L’engagement au cœur de la création
Ancien prêtre engagé dans les quartiers populaires de Fort-de-France, Victor Permal a fait de son art un espace d’interpellation. « J’ai toujours souhaité que mes œuvres interrogent sur ma société d’appartenance », confie-t-il. Sa peinture explore les thèmes de l’identité, de la mémoire et de la résistance culturelle, tout en refusant l’exotisme facile.
La nature comme source spirituelle
La forêt martiniquaise occupe une place centrale dans son inspiration. Manuel Césaire, directeur des Tropiques Atrium, souligne « une immersion sincère et conversante » avec la nature. Cette communion se traduit par des œuvres où la végétation, transfigurée par une palette éclatante, devient métaphore de la résilience.
Un héritage multiple
Né d’un père indien et d’une mère africaine, Victor Permal a étudié les sciences sociales et économiques avant de se consacrer à l’art. Son parcours l’a mené du sacerdoce à l’engagement social, nourrissant une œuvre exposée internationalement, de l’Algérie au Québec.
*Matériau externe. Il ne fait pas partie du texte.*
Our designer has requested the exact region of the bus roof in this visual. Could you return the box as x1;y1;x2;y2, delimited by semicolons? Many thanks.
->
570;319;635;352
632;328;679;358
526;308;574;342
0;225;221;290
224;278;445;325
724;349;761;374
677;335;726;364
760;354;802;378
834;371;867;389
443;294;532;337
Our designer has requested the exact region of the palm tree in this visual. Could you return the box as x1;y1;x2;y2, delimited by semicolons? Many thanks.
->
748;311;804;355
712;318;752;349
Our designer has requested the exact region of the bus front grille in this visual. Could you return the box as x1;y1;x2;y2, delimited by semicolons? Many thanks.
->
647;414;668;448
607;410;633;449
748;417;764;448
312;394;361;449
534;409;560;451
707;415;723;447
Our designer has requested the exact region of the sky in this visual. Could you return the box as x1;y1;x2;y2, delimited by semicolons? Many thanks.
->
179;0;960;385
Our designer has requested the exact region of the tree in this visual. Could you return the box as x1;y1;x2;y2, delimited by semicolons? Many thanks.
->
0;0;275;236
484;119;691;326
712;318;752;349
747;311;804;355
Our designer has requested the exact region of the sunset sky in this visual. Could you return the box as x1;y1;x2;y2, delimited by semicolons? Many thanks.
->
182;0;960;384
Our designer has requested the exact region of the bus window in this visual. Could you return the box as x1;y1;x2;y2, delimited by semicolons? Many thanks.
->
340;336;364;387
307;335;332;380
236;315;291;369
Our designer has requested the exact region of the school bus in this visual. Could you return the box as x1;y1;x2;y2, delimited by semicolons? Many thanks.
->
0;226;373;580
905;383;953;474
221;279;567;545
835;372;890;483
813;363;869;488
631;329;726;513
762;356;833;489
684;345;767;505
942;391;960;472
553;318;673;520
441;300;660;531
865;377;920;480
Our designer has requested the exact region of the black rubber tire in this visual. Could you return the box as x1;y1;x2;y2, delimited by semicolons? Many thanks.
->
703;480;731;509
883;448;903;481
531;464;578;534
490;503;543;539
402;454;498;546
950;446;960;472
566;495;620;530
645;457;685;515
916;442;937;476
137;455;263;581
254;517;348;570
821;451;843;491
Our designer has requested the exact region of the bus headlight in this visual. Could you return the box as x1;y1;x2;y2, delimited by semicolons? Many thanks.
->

Les textes qui accompagnent les œuvres sont signés par des personnalités majeures de la critique d’art caribéenne, dont Roland Suvélor (1922-2011) et René Louise, offrant un éclairage précieux sur la portée de ce travail.
Cette monographie constitue un document essentiel pour comprendre l’art contemporain caribéen et ses enjeux. À l’heure où les questions d’identité et de décolonisation culturelle sont au cœur des débats, l’œuvre de Victor Permal apparaît comme un manifeste pour un art à la fois enraciné et universel.